Mateusz Czunkiewicz: Moim idolem z dzieciństwa był Kobe Bryant - MKS Ślepsk Malow Suwałki

Mateusz Czunkiewicz: Moim idolem z dzieciństwa był Kobe Bryant
Mateusz Czunkiewicz, został nowym zawodnikiem Ślepska Malow Suwałki (o czym pisalismy tutaj). Jak zaadaptował się w Suwałkach 24-letni libero? Dowiecie się o tym z poniższej rozmowy. Zapraszamy do lektury!
Mateusz Czunkiewicz, został nowym zawodnikiem Ślepska Malow Suwałki (o czym pisalismy tutaj). Jak zaadaptował się w Suwałkach 24-letni libero? Dowiecie się o tym z poniższej rozmowy. Zapraszamy do lektury!
Redakcja: Jak minęły Ci pierwsze tygodnie w Suwałkach?
Mateusz Czunkiewicz: Bardzo szybko. Jesteśmy z partnerką mile zaskoczeni miastem oraz samymi okolicami Suwałk. Przyznam, że większość czasu spędzaliśmy nad Zalewem Arkadia lub zwiedzając pobliskie tereny.
Czy zdążyłeś już zapoznać się z okolicą?
Tak, mniej więcej wiem już co i gdzie jest. Nie było to szczególnie trudne. W towarzystwie pogody, jaką mamy obecnie, szukaliśmy głównie ciekawych miejsc nad jeziorami.
Czy miałeś już okazję spróbować tutejszych, regionalnych potraw? Jeśli tak, co najbardziej Ci posmakowało, a jeśli nie, to o którym z dań popularnych na Suwalszczyźnie słyszałeś najwięcej?
Tak! Pierwszy raz w życiu spróbowaliśmy kartaczy, są naprawdę pyszne! Mieliśmy również okazję spróbować soczewiaków… czy jakoś tak (śmiech).

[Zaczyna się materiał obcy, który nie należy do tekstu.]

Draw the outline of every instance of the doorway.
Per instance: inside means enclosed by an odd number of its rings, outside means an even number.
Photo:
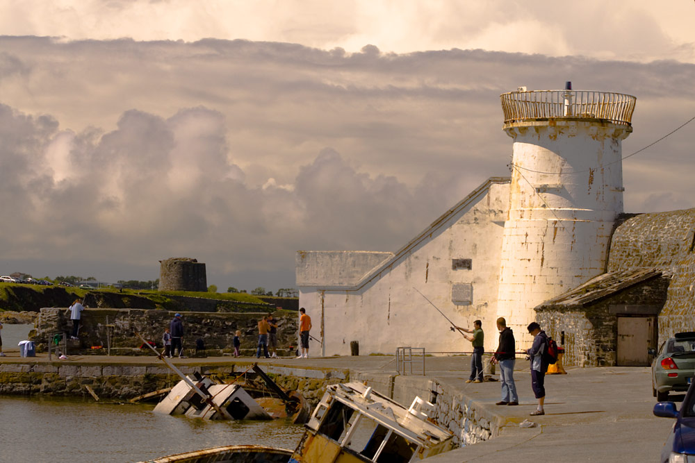
[[[649,347],[654,345],[656,317],[619,317],[619,367],[648,367]]]

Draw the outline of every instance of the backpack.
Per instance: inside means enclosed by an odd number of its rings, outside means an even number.
[[[548,364],[553,365],[557,361],[557,343],[550,336],[547,342],[548,348],[543,353],[543,358]]]

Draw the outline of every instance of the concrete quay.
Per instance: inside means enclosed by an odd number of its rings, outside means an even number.
[[[0,357],[0,369],[12,371],[23,364],[163,367],[152,357],[75,355],[63,361],[54,357],[49,362],[44,354],[22,358],[18,353],[10,351],[8,355]],[[468,357],[426,357],[425,376],[398,375],[391,356],[258,360],[218,357],[175,359],[174,364],[183,369],[199,365],[228,366],[238,371],[256,361],[280,374],[304,378],[349,376],[352,380],[366,381],[405,405],[416,395],[431,399],[432,391],[438,391],[440,401],[445,396],[448,398],[447,407],[453,407],[453,403],[457,406],[465,405],[474,410],[477,421],[489,423],[492,435],[489,440],[428,459],[433,463],[473,460],[536,463],[539,459],[568,462],[654,462],[657,461],[673,425],[671,420],[652,414],[655,400],[647,367],[566,367],[569,374],[546,377],[546,414],[530,416],[536,400],[531,391],[528,362],[522,360],[517,360],[515,371],[520,402],[517,407],[494,405],[500,400],[499,382],[464,382],[469,374]],[[520,428],[519,423],[527,419],[537,426]],[[466,428],[460,422],[450,423],[453,424],[462,430]]]

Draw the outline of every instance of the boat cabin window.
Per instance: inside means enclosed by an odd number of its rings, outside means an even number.
[[[354,429],[351,430],[353,427]],[[344,435],[349,435],[343,446],[373,462],[409,462],[417,449],[417,445],[409,444],[403,437],[395,432],[389,432],[389,428],[373,419],[355,413],[349,420],[348,428],[343,432]],[[345,439],[344,437],[341,438]]]
[[[345,437],[344,431],[354,412],[345,404],[334,401],[318,428],[318,432],[334,441],[342,441]]]
[[[385,462],[388,463],[406,463],[409,462],[418,446],[409,442],[402,436],[395,432],[389,435],[389,428],[379,425],[374,430],[369,441],[364,449],[360,452],[365,457],[374,462]],[[384,448],[377,455],[379,446],[384,439]]]
[[[227,406],[227,412],[234,419],[243,419],[249,414],[249,407],[238,397],[229,401]]]

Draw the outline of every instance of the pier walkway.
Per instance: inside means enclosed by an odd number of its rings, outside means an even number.
[[[15,349],[0,357],[6,364],[48,363],[45,354],[22,358]],[[238,367],[256,362],[254,357],[231,357],[175,359],[179,365],[234,364]],[[530,416],[536,400],[531,391],[528,362],[517,360],[515,371],[519,394],[518,407],[498,406],[500,383],[486,382],[466,384],[469,373],[468,357],[427,357],[425,376],[398,376],[391,356],[332,357],[309,359],[259,359],[261,366],[287,371],[302,370],[349,371],[352,379],[379,385],[390,380],[392,387],[400,390],[393,396],[409,405],[409,391],[426,390],[435,380],[443,387],[455,391],[462,400],[475,404],[476,413],[497,424],[499,435],[489,441],[428,459],[432,463],[459,462],[533,462],[658,460],[664,441],[673,421],[652,414],[655,399],[652,396],[650,369],[647,367],[566,368],[567,375],[546,377],[546,415]],[[54,364],[112,364],[147,365],[161,362],[153,357],[115,357],[74,355]],[[236,369],[236,368],[235,368]],[[682,398],[675,396],[678,401]],[[528,419],[537,427],[521,428],[518,423]]]

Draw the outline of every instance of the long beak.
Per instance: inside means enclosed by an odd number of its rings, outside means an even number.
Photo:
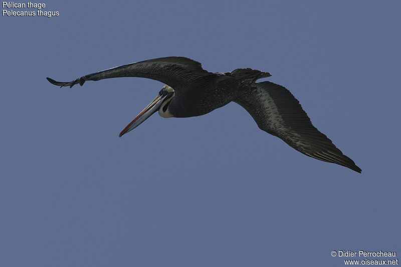
[[[132,121],[129,123],[129,124],[127,125],[127,127],[124,128],[124,130],[121,131],[118,136],[121,137],[123,134],[132,131],[138,126],[139,124],[145,121],[146,119],[150,117],[152,114],[157,111],[163,103],[163,100],[167,96],[166,95],[157,96],[156,98],[150,102],[150,104],[141,111],[140,113],[138,114],[138,116],[135,117],[135,119],[132,120]]]

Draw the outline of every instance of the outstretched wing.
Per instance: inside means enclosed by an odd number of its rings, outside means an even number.
[[[168,57],[154,59],[140,62],[116,67],[80,77],[72,82],[57,82],[50,78],[47,80],[59,86],[69,86],[79,84],[81,86],[86,81],[99,81],[117,77],[143,77],[159,81],[174,90],[192,84],[199,80],[209,80],[216,75],[202,69],[200,63],[182,57]]]
[[[247,110],[260,128],[283,139],[298,151],[362,171],[312,125],[298,101],[283,86],[269,82],[256,83],[235,102]]]

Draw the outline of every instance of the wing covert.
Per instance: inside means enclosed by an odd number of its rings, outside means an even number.
[[[261,129],[298,151],[361,172],[352,159],[312,124],[299,102],[285,87],[270,82],[258,83],[235,102],[251,114]]]
[[[50,78],[46,79],[55,85],[71,88],[77,84],[82,86],[86,81],[118,77],[142,77],[159,81],[174,90],[179,90],[187,84],[199,80],[207,81],[208,76],[213,78],[215,76],[204,70],[199,62],[182,57],[168,57],[112,68],[69,82],[57,82]]]

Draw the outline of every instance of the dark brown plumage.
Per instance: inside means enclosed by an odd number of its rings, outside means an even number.
[[[281,138],[300,152],[361,172],[352,160],[313,126],[290,91],[270,82],[255,83],[258,79],[270,76],[269,73],[249,68],[212,73],[202,69],[200,63],[196,61],[170,57],[117,67],[70,82],[47,79],[56,85],[70,87],[77,84],[82,86],[86,81],[110,78],[135,77],[156,80],[173,89],[173,94],[170,92],[168,97],[164,88],[159,93],[160,98],[163,97],[160,105],[164,102],[166,104],[159,113],[165,112],[168,107],[169,116],[176,117],[202,115],[234,101],[251,114],[260,129]]]

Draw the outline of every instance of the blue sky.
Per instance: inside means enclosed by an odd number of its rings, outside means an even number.
[[[0,265],[329,266],[365,258],[333,250],[401,253],[399,2],[45,4],[59,16],[1,18]],[[162,84],[45,79],[170,56],[270,72],[362,174],[298,152],[235,103],[156,114],[119,138]]]

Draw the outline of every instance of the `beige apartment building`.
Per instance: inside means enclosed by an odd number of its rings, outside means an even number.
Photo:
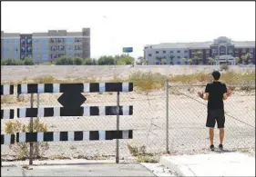
[[[1,31],[1,59],[33,58],[35,63],[60,56],[90,57],[90,29],[81,32],[48,30],[46,33],[14,34]]]

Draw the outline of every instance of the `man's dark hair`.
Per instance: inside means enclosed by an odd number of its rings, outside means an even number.
[[[213,76],[213,78],[214,78],[214,80],[219,80],[220,79],[220,72],[218,72],[218,71],[214,71],[214,72],[212,72],[212,76]]]

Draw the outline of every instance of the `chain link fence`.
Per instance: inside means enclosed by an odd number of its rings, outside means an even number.
[[[229,85],[229,84],[228,84]],[[255,85],[230,85],[233,94],[225,101],[226,128],[224,149],[255,149]],[[133,115],[120,116],[119,129],[133,130],[133,139],[119,140],[119,158],[134,160],[133,151],[143,147],[148,153],[197,153],[209,151],[209,133],[205,127],[206,101],[197,93],[205,85],[172,85],[154,92],[120,93],[120,105],[133,105]],[[16,87],[15,87],[16,89]],[[16,91],[15,90],[15,93]],[[83,93],[84,105],[117,105],[117,93]],[[34,107],[61,106],[61,93],[34,94]],[[3,95],[2,109],[30,107],[30,95]],[[168,108],[168,109],[167,109]],[[16,113],[15,113],[16,114]],[[16,116],[15,116],[16,117]],[[34,118],[36,119],[36,118]],[[38,118],[47,132],[117,130],[117,116]],[[27,125],[29,118],[2,120],[1,134],[7,123]],[[219,143],[219,131],[215,133]],[[19,159],[21,150],[2,145],[1,159]],[[28,149],[27,149],[28,151]],[[40,146],[40,157],[47,159],[115,159],[116,141],[47,143]]]
[[[169,151],[179,153],[208,152],[207,101],[198,96],[206,85],[170,85],[169,96]],[[255,149],[255,84],[227,84],[232,94],[224,101],[224,149]],[[216,125],[217,126],[217,125]],[[215,130],[219,145],[219,130]],[[255,152],[255,150],[254,150]]]

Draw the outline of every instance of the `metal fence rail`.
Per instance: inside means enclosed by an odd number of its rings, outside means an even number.
[[[241,148],[255,148],[255,84],[227,84],[233,94],[225,101],[226,127],[224,148],[232,151]],[[15,95],[3,95],[2,109],[30,107],[30,95],[21,95],[16,102]],[[133,139],[103,142],[47,143],[39,143],[36,158],[86,158],[134,159],[130,147],[146,148],[150,153],[197,153],[208,151],[209,133],[205,127],[207,117],[206,101],[198,97],[205,85],[166,84],[164,89],[148,93],[132,92],[120,93],[119,103],[133,105],[133,115],[99,117],[45,117],[38,120],[47,132],[76,130],[133,130]],[[61,106],[56,99],[61,93],[38,93],[34,95],[34,107]],[[117,104],[115,93],[83,93],[86,105]],[[18,122],[28,125],[29,119],[2,120],[1,133],[6,133],[6,123]],[[36,118],[34,118],[36,120]],[[38,131],[40,127],[37,127]],[[215,143],[219,143],[219,131],[215,133]],[[11,147],[11,148],[10,148]],[[37,146],[36,146],[37,147]],[[18,159],[21,147],[2,145],[3,161]],[[38,149],[38,148],[36,148]],[[27,146],[29,151],[29,146]]]

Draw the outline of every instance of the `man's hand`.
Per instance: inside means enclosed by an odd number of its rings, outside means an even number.
[[[199,96],[201,98],[201,99],[203,99],[203,92],[202,93],[198,93],[198,94],[199,94]]]

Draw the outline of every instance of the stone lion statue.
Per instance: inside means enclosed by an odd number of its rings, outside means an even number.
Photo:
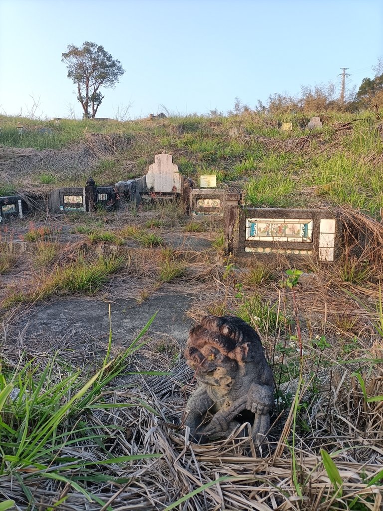
[[[270,426],[274,382],[255,331],[238,317],[208,316],[190,331],[185,354],[200,382],[186,406],[195,438],[226,438],[248,422],[260,442]]]

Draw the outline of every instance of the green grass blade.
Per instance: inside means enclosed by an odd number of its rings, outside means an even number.
[[[8,396],[13,389],[13,385],[12,383],[8,383],[3,389],[0,392],[0,412],[3,409],[6,401],[8,399]]]
[[[337,493],[339,493],[339,496],[342,497],[342,486],[343,481],[337,466],[331,459],[331,456],[324,449],[321,449],[321,455],[329,479],[333,484]]]
[[[14,500],[3,500],[0,502],[0,511],[6,511],[11,509],[15,505]]]

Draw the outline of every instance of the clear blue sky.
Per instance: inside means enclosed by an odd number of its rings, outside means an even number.
[[[0,0],[0,113],[80,118],[61,54],[102,45],[126,73],[98,115],[250,107],[274,92],[372,77],[382,0]]]

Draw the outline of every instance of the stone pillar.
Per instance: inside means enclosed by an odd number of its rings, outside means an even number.
[[[224,234],[227,255],[234,253],[238,248],[241,198],[239,193],[228,193],[225,196]]]
[[[190,215],[192,211],[192,192],[194,184],[194,182],[189,177],[185,178],[182,188],[182,200],[185,215]]]
[[[97,189],[94,180],[89,177],[85,183],[84,195],[85,198],[85,211],[94,211],[97,203]]]

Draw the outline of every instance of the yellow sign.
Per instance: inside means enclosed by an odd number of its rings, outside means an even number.
[[[292,131],[293,123],[282,123],[282,131]]]
[[[201,176],[201,188],[214,188],[217,186],[217,176]]]

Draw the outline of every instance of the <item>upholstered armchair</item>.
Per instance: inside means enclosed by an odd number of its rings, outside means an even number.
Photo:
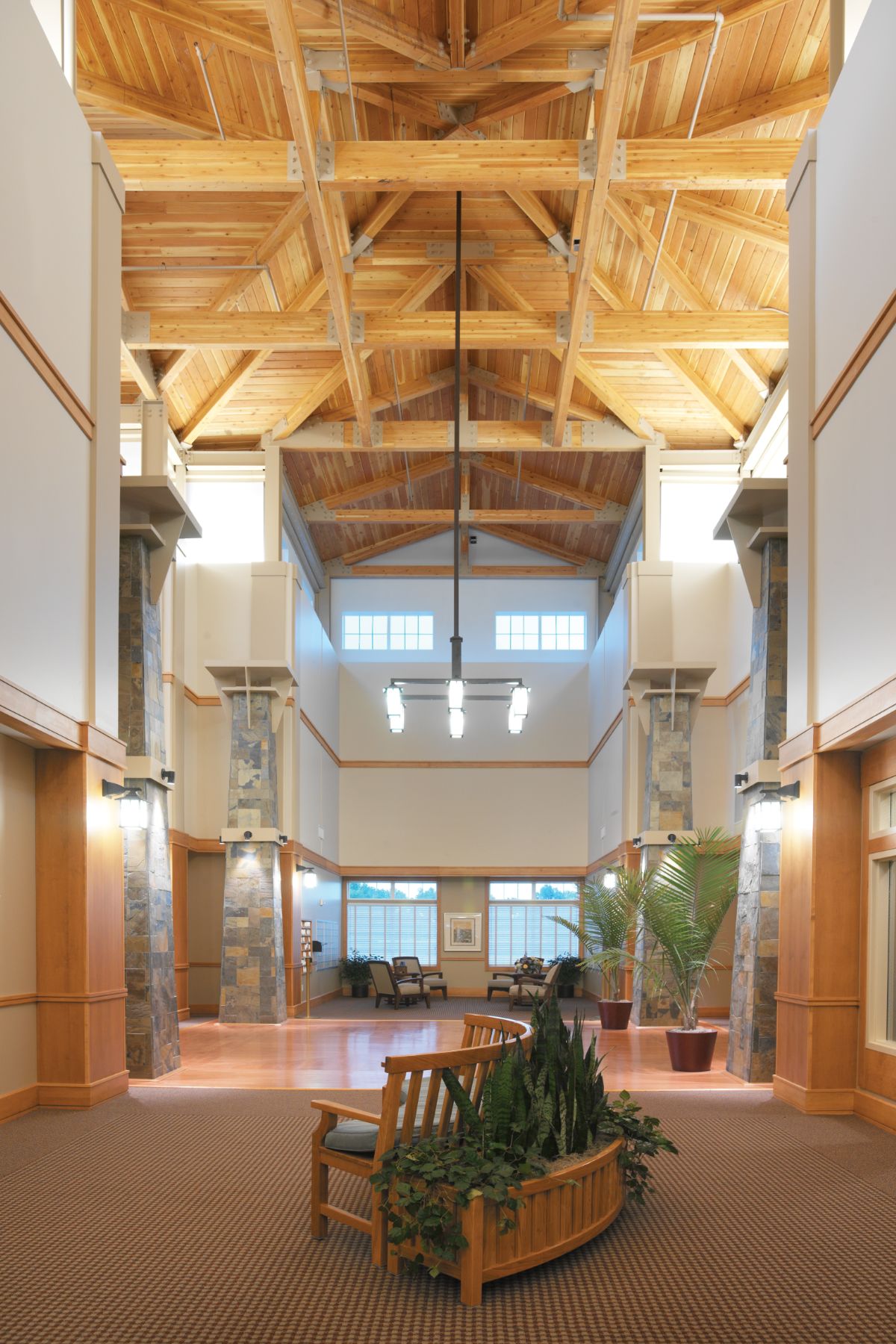
[[[403,980],[416,980],[423,989],[441,991],[447,999],[447,981],[437,966],[435,970],[423,970],[419,957],[392,957],[392,970],[400,984]]]
[[[376,1008],[379,1008],[382,999],[391,1003],[394,1008],[418,1003],[420,999],[426,1000],[427,1008],[430,1007],[430,992],[419,980],[396,980],[388,961],[371,961],[369,968],[376,995]]]
[[[557,988],[559,973],[560,964],[555,961],[548,966],[544,980],[536,976],[519,976],[517,982],[508,991],[510,1008],[529,1008],[533,999],[545,1003]]]

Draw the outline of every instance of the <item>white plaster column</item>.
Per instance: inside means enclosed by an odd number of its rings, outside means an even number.
[[[815,714],[815,132],[787,179],[790,212],[790,411],[787,445],[787,734]]]
[[[121,477],[121,216],[125,184],[93,136],[90,585],[87,718],[118,737],[118,489]]]

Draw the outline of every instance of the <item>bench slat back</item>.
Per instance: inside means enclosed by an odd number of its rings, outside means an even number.
[[[532,1048],[532,1027],[528,1023],[466,1013],[459,1050],[387,1058],[383,1062],[387,1082],[375,1157],[382,1157],[396,1142],[429,1138],[433,1133],[441,1138],[457,1133],[461,1116],[445,1087],[442,1070],[451,1070],[478,1111],[489,1074],[504,1051],[516,1048],[517,1040],[528,1055]]]

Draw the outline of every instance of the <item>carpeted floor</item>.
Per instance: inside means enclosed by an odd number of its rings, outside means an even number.
[[[560,1004],[563,1016],[567,1020],[571,1020],[574,1013],[583,1017],[586,1021],[600,1020],[600,1012],[592,999],[559,999],[557,1003]],[[492,1000],[485,997],[462,999],[459,996],[443,999],[442,995],[430,995],[429,1008],[424,1003],[406,1004],[403,1008],[394,1008],[391,1004],[382,1003],[377,1008],[376,999],[371,995],[369,999],[352,999],[349,996],[328,999],[326,1003],[312,1008],[312,1017],[357,1017],[364,1020],[375,1019],[376,1021],[426,1021],[433,1017],[462,1017],[463,1013],[467,1012],[489,1013],[498,1017],[519,1017],[520,1021],[528,1021],[532,1009],[531,1007],[510,1008],[506,995],[494,995]]]
[[[681,1146],[649,1206],[466,1309],[446,1278],[372,1269],[349,1228],[310,1241],[309,1098],[141,1089],[0,1126],[3,1344],[896,1339],[896,1137],[858,1120],[645,1097]]]

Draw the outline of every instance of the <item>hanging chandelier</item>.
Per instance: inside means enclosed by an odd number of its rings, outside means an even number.
[[[508,708],[508,732],[521,732],[529,712],[529,688],[520,677],[465,677],[461,665],[461,192],[455,196],[454,226],[454,634],[450,677],[392,677],[384,689],[390,732],[404,731],[404,706],[410,700],[447,703],[449,737],[463,737],[466,700],[498,700]],[[494,694],[467,687],[502,687]],[[408,694],[407,687],[426,687]],[[439,689],[441,688],[441,689]]]

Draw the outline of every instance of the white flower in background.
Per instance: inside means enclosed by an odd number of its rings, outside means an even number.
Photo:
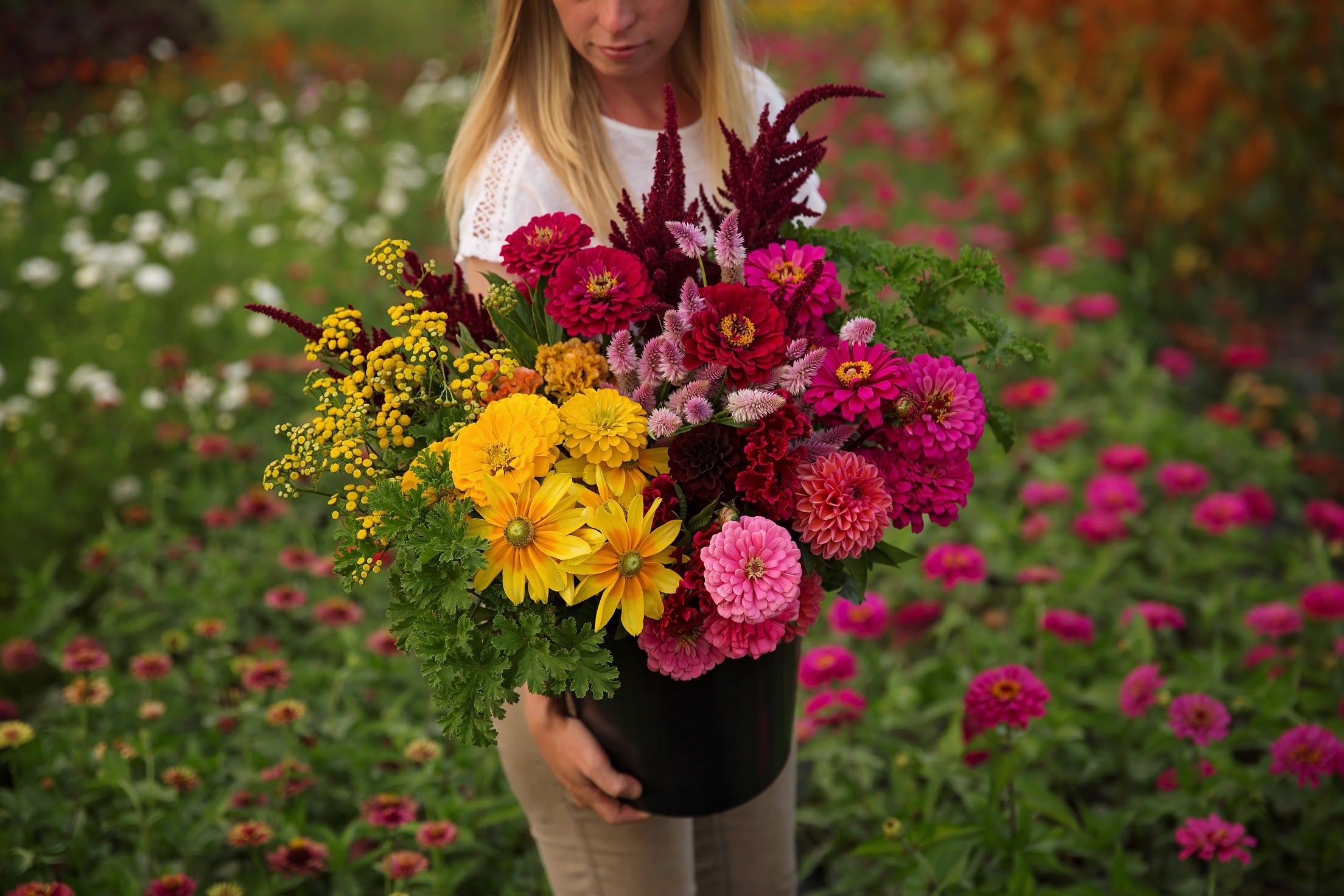
[[[145,296],[163,296],[172,289],[172,271],[151,262],[136,269],[132,282]]]
[[[35,184],[44,184],[56,176],[56,163],[50,159],[39,159],[32,163],[32,171],[28,172],[28,177]]]
[[[42,289],[60,279],[60,265],[43,255],[26,258],[19,263],[19,279]]]
[[[140,480],[134,476],[118,476],[108,486],[108,497],[113,500],[114,504],[125,504],[126,501],[134,501],[140,497],[141,492]]]
[[[140,407],[146,411],[161,411],[168,407],[168,395],[163,390],[151,386],[140,394]]]

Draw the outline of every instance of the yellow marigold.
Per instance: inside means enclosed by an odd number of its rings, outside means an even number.
[[[571,339],[536,348],[536,371],[546,380],[546,394],[567,402],[606,379],[606,359],[597,343]]]
[[[644,408],[616,390],[587,390],[560,406],[564,447],[589,463],[620,466],[648,445]]]
[[[546,476],[555,457],[551,439],[530,419],[496,414],[458,431],[448,469],[453,473],[454,486],[477,504],[484,504],[488,500],[487,480],[509,494],[517,494],[524,482]]]

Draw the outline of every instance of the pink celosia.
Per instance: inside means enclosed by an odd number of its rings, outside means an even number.
[[[801,556],[789,531],[774,520],[731,520],[700,551],[704,588],[726,619],[773,619],[798,599]]]
[[[900,450],[926,458],[966,457],[985,431],[985,400],[976,375],[950,357],[917,355],[909,382],[896,402]]]
[[[1245,826],[1223,821],[1214,813],[1208,818],[1187,818],[1176,832],[1176,845],[1181,848],[1181,861],[1198,856],[1204,861],[1216,858],[1230,862],[1235,858],[1250,865],[1251,856],[1246,849],[1255,845],[1255,838],[1247,836]]]
[[[1246,611],[1246,625],[1262,638],[1282,638],[1302,630],[1302,615],[1282,600],[1271,600]]]
[[[827,560],[856,557],[891,524],[891,496],[872,463],[836,451],[798,467],[797,531]]]
[[[1177,737],[1207,747],[1227,736],[1232,717],[1222,701],[1207,693],[1185,693],[1175,700],[1167,712],[1167,724]]]
[[[939,544],[930,548],[923,559],[925,579],[941,582],[943,591],[952,591],[958,582],[984,582],[985,555],[973,544]]]
[[[876,638],[887,627],[887,602],[876,591],[863,595],[863,603],[836,598],[827,611],[827,622],[835,631],[855,638]]]
[[[1321,778],[1344,774],[1344,744],[1329,728],[1297,725],[1269,748],[1271,775],[1297,775],[1298,787],[1320,787]]]
[[[804,688],[821,688],[832,681],[848,681],[857,674],[853,654],[836,643],[814,647],[802,654],[798,681]]]
[[[1120,711],[1130,719],[1141,717],[1157,701],[1164,684],[1156,662],[1138,666],[1120,685]]]

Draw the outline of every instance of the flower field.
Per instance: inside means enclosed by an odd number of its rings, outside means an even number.
[[[1048,348],[973,368],[1016,443],[804,641],[804,891],[1333,892],[1344,506],[1253,426],[1273,391],[1210,403],[1207,356],[1141,341],[1125,310],[1161,296],[1099,224],[1020,250],[1016,184],[957,180],[878,56],[758,47],[782,82],[891,93],[804,122],[827,223],[993,251],[1008,293],[976,301]],[[441,242],[470,81],[160,51],[0,165],[0,892],[544,892],[386,582],[343,594],[328,509],[261,489],[308,361],[242,308],[383,320],[362,259]]]

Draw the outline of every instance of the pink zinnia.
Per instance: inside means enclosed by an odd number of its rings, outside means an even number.
[[[1321,778],[1344,774],[1344,744],[1321,725],[1297,725],[1269,748],[1271,775],[1297,775],[1298,787],[1320,787]]]
[[[1051,504],[1064,504],[1071,494],[1064,482],[1048,482],[1032,480],[1021,486],[1021,502],[1030,508],[1050,506]]]
[[[900,450],[926,458],[966,457],[985,431],[980,380],[948,356],[915,355],[909,391],[896,402]]]
[[[832,681],[848,681],[857,674],[853,654],[836,643],[813,647],[802,654],[798,681],[804,688],[821,688]]]
[[[1148,466],[1148,450],[1142,445],[1111,445],[1101,450],[1097,462],[1107,473],[1138,473]]]
[[[887,602],[876,591],[863,595],[863,603],[836,598],[827,613],[827,622],[836,631],[855,638],[876,638],[887,627]]]
[[[1046,715],[1050,690],[1027,666],[999,666],[970,680],[964,700],[968,729],[1025,728]],[[974,735],[972,735],[974,736]]]
[[[1128,626],[1136,613],[1144,618],[1144,625],[1153,631],[1185,627],[1185,614],[1161,600],[1140,600],[1132,607],[1125,607],[1125,611],[1120,614],[1120,625]]]
[[[1223,821],[1214,813],[1208,818],[1187,818],[1176,832],[1176,845],[1181,848],[1181,861],[1198,856],[1204,861],[1216,858],[1230,862],[1235,858],[1250,865],[1251,856],[1246,849],[1255,845],[1255,838],[1246,834],[1245,826]]]
[[[1083,497],[1093,510],[1138,513],[1144,509],[1144,498],[1138,494],[1138,486],[1124,473],[1094,476],[1087,484]]]
[[[1251,510],[1236,492],[1215,492],[1200,498],[1191,510],[1191,520],[1210,535],[1226,535],[1228,529],[1249,525]]]
[[[774,520],[731,520],[700,549],[704,590],[726,619],[773,619],[798,599],[801,556],[789,531]]]
[[[1120,685],[1120,711],[1130,719],[1138,719],[1157,701],[1157,692],[1167,680],[1161,677],[1156,662],[1138,666]]]
[[[1282,600],[1271,600],[1247,610],[1246,625],[1262,638],[1282,638],[1302,630],[1302,615]]]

Bardzo często można spotkać Cię na boiskach, które wchodzą w skład kompleksu „Suwałki Beach Arena”, mieszczącego się w bliskim towarzystwie wspomnianego przez Ciebie Zalewu Arkadia. Czy zdarza się, że towarzyszą Wam kibice?
Owszem, spotkaliśmy kilku zapalonych kibiców. Chciałbym również poniekąd przeprosić Klub Kibica MKS Ślepsk Malow Suwałki z uwagi na to, że nie skorzystałem z zaproszenia na trening, ale przyznam, że poświęciłem weekend na porządną regenerację organizmu. Nadrobimy zaległości!
Na początku lipca wszyscy zawodnicy, wspólnie ze sztabem szkoleniowym, przyjadą do Suwałk. Od czego rozpoczniecie okres przygotowawczy i jak się na to zapatrujesz?
Rozpoczynamy przygotowania od badań wydolnościowo-zdrowotnych i badaniem na obecność koronawirusa. O resztę… zapytajcie trenerów! Uważam, że mijający miesiąc przepracowałem bardzo dobrze i jestem gotowy na pierwsze męczarnie (śmiech). Z jednej strony bardzo tęsknię za treningami, z drugiej jest taka pogoda, że chciałoby się spędzać jeszcze więcej czasu na plaży i pośród natury.
Czy wiesz już z jakim numerem będziesz występował w barwach biało-niebieskich? Czy ma on dla Ciebie jakieś znaczenie?
Tak, będzie to numer 24. Dlaczego akurat ten? Będzie to mój wiek, który osiągnę w grudniu tego roku oraz numer, z którym grał Kobe Bryant. Na pewno go znacie. Zmarły niedawno legendarny koszykarz, ikona światowej koszykówki. Był moim idolem z dzieciństwa.